## Linear Algebra and Its Applications, Exercise 1.6.20

Exercise 1.6.20. Suppose $A$ is a 3 by 3 matrix for which the third row is the sum of the first and second rows. Show that there is no solution to the equation $Ax = \begin{bmatrix} 1&2&4 \end{bmatrix}^T$, and determine whether $A$ has an inverse or not.

Answer: For $x = \begin{bmatrix} u \\ v \\ w \end{bmatrix}$ we have the following system of three equations: $Ax = \begin{bmatrix} 1 \\ 2 \\ 4 \end{bmatrix} \rightarrow \begin{bmatrix} a_{11}&a_{12}&a_{13} \\ a_{21}&a_{22}&a_{23} \\ a_{31}&a_{32}&a_{33} \end{bmatrix} \begin{bmatrix} u \\ v \\ w \end{bmatrix} = \begin{bmatrix} 1 \\ 2 \\ 4 \end{bmatrix}$ $\rightarrow \setlength\arraycolsep{0.2em}\begin{array}{rcrcrcr}a_{11}u&+&a_{12}v&+&a_{13}w&=&1 \\ a_{21}u&+&a_{22}v&+&a_{23}w&=&2 \\ a_{31}u&+&a_{32}v&+&a_{33}w&=&4 \end{array}$

If we subtract the sum of the first two equations from the third equation, we obtain the following: $[a_{31} - (a_{11}+a_{21})]u + [a_{32} - (a_{12}+a_{22})]v + [a_{33} - (a_{13}+a_{23})]w = 4 - (1+2)$ $\rightarrow 0\cdot u + 0 \cdot v + 0 \cdot w = 1 \rightarrow 0 = 1$

Since we have reached a contradiction we conclude that the system of equations has no solutions. The corresponding matrix $A$ is singular and therefore has no inverse.

NOTE: This continues a series of posts containing worked out exercises from the (out of print) book Linear Algebra and Its Applications, Third Edition by Gilbert Strang.

If you find these posts useful I encourage you to also check out the more current Linear Algebra and Its Applications, Fourth Edition , Dr Strang’s introductory textbook Introduction to Linear Algebra, Fourth Edition and the accompanying free online course, and Dr Strang’s other books .
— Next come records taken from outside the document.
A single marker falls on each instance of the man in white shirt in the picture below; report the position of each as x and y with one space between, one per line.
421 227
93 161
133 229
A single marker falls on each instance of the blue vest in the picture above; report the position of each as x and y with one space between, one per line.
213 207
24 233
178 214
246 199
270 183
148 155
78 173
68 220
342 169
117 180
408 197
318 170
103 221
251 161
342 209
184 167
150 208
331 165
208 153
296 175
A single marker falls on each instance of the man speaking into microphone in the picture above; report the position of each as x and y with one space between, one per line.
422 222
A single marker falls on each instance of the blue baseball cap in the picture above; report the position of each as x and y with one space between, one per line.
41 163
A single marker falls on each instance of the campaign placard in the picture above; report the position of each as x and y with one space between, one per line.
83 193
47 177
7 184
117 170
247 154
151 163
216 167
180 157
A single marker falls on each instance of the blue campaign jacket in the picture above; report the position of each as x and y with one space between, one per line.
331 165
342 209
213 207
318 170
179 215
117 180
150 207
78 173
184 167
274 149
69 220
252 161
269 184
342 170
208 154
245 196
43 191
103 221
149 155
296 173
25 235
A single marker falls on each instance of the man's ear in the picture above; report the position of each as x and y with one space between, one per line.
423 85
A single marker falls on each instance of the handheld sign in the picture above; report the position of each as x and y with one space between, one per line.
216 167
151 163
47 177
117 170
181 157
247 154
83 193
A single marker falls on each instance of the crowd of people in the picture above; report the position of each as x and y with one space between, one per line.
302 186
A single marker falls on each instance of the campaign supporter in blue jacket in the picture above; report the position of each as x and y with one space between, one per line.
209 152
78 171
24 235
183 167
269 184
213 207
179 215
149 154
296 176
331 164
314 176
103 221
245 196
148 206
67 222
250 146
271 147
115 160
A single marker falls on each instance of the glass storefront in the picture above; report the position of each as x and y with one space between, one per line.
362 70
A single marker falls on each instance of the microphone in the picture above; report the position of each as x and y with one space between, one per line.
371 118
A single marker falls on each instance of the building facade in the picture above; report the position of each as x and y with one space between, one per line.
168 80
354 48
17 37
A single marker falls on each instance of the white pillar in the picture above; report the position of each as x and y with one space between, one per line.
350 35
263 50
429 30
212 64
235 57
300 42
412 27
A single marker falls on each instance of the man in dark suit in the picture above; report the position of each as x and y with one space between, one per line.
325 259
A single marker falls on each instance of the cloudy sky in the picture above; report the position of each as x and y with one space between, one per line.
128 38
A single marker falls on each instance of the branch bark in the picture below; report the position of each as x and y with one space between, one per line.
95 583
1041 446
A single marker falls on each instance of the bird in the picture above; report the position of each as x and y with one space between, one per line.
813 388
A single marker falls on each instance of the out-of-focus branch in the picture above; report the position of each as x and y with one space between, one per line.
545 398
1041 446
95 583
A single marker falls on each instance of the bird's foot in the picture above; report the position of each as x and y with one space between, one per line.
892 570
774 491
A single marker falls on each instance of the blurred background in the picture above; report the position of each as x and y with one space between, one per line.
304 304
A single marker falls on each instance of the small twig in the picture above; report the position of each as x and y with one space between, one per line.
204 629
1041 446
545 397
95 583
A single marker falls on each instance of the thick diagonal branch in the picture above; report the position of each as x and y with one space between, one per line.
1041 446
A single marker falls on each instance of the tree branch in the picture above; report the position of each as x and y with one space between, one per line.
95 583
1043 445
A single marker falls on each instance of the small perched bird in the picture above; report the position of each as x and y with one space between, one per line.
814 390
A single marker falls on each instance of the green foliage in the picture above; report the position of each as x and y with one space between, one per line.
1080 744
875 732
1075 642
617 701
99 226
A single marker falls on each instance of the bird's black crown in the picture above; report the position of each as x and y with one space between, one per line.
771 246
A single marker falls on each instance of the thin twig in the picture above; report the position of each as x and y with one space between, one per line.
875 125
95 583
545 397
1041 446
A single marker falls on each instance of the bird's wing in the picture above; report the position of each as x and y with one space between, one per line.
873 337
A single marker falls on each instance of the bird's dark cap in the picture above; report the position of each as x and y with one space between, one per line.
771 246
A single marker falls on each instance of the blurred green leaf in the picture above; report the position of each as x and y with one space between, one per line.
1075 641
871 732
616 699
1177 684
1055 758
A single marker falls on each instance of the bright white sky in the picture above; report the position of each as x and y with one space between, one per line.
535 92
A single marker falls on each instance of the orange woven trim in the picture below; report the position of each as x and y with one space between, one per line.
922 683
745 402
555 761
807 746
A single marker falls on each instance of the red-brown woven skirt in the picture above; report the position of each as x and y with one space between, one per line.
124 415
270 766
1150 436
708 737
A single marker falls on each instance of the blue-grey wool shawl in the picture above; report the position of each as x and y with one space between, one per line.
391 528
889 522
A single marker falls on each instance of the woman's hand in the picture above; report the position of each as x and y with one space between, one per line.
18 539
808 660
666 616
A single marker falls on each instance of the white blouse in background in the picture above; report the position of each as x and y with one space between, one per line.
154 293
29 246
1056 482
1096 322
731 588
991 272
This entry was posted in linear algebra. Bookmark the permalink.

### 2 Responses to Linear Algebra and Its Applications, Exercise 1.6.20

1. Swagatika Panda says:

Hi. Your posts are really helpful. I have a question from exercise 1.6. (4th edition). It is: Show that A^2 = 0 is possible but A’A = 0 is not possible (unless A= zero matrix). Your response will he helpful to me. Thanks.

• hecker says:

I’m glad you like the blog and find it useful. I don’t known exactly which exercise you are talking about. Are you referring to multiplying the transpose of A times A? If so, I will give you a hint: When you multiply A-transpose times A you are multiplying entries in each row of A-transpose by entries in each column of A. But by definition the rows of A-transpose are the columns of A. So, for example, when you compute the 1, 1 entry of the product matrix you are multiplying the entries of the first row of A-transpose by the entries of the first column of A, which means you are multiplying the entries of the first column of A by themselves–and then you take the sum, per the definition of matrix multiplication. So the question for you is: under what conditions could that sum be zero?